Once you have the required dependencies, install the package with :

# pip install servicewall

For those using Arch linux, there is a PKGBUILD for this into AUR, called servicewall-git. Give it a try !

ServiceWall uses ulogd to dispatch the logs. It has its own dependent servicewall-ulogd.service that gets pulled in automatically, don't try to run ulogd.service as it could cause race problems between them.

Usage

The firewall is disabled by default. To enable it, as root do sw enable, or :

# systemctl enable --now servicewall

You can suspend it with systemctl stop servicewall or

# sw stop

(you indeed get the corresponding disable and start and stop options). Note that at bootup ServiceWall starts before the nework target. At that point the interfaces are not connected at all. It's actually reloaded when the connection is established to a realm. To have details on the status, use :

# sw status

Once started, the default behaviour is to drop all that come in, excepted for ssh from anywhere and DHCP from the local network. All that go out is allowed. You can check the table of rules applied for the realm we're connected to :

# sw show table

Services

ServiceWall works with service definitions provided by jhansonxi. They link a service to ports it needs. To allow a specific service, do :

# sw allow service "Service Name"

which will add this service in this realm's ruleset. If you connect to internet in another place, the ruleset for this place will be put aside, and brought back when you connect to it again. You can move back with sw disallow service ... when you are connected to this realm only. Otherwise you would have to manually edit /etc/servicewall/realms.json.

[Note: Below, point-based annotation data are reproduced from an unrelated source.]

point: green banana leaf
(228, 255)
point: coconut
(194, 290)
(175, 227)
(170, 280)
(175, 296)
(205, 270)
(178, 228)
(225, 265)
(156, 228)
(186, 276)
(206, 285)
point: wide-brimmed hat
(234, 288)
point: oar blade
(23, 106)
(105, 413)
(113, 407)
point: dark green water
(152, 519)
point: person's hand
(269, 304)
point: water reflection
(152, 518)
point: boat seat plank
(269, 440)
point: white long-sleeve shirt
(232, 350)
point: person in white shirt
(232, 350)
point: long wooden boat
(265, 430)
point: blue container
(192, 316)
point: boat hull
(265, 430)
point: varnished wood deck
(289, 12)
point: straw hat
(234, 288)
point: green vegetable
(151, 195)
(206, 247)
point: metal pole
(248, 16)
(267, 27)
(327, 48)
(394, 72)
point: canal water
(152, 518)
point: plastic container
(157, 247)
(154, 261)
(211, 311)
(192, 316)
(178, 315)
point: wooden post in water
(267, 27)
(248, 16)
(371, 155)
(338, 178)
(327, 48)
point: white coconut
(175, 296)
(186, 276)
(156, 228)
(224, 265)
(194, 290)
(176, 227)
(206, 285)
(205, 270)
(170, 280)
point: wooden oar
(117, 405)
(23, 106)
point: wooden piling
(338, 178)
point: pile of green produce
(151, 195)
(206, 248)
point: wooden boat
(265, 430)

The service will be limited to machines on the same realm as you (connected to the same ESSID). If you want to make it available from anywhere, do a

# sw allow service "Service Name" --globally

Don't know what's the exact name of the service you want to allow ? You'll need to :

# sw show services

And if you wonder which services use to use port 80, do

# sw show port 80

Sometimes the service you want to use doesn't exist in the service definitions. In this case you can drop a service def inside /etc/servicewall/services. The syntax is the same as the one you get with

# sw show service "Service Name"

Realms

When you allow a service the relevant rules are associated with the realm you're connected to, in a dictionary inside /etc/servicewall/realms.json. To interrogate it, do :

# sw show realms

When allowing a service you might want to modify the default ruleset. There's the --in-default-profile option to allow just for this. It will modify the ruleset named ServiceWall:default inside realms.json.

Logs

WARNING : ServiceWall will not log igmp traffic. All igmp packets are silently dropped. You may allow those, in which case they will be silently accepted.

Particular attention was taken to logs. Logs are stored in systemd's servicewall-logs.service. Journald takes care it can't fill the hard drive, and that it's readable only to staff. Firewall logs are critical information, and with this setup you can choose who has access. In Arch it's controlled with an access list, you can view it with :

# getfacl /var/log/journal

The firewall logs all that it drops, excepted for igmp packets, as they bloat logs. There's a log processor tool included ; try it with

# sw show logs -w
# sw show logs since NUMBER_OF_SECONDS
# sw show logs -w last NUMBER_OF_LATEST_HITS

The -w|--with-hostnames option lets it show hostnames. This will let you see what service queries were dropped. Now if the service name begins with a < it means that it is the source that is operating the service, not the destination. It might be a packet that iptables failed to recognize as belonging to an established connection.

This software is copyrighted under the GNU Version 3 license.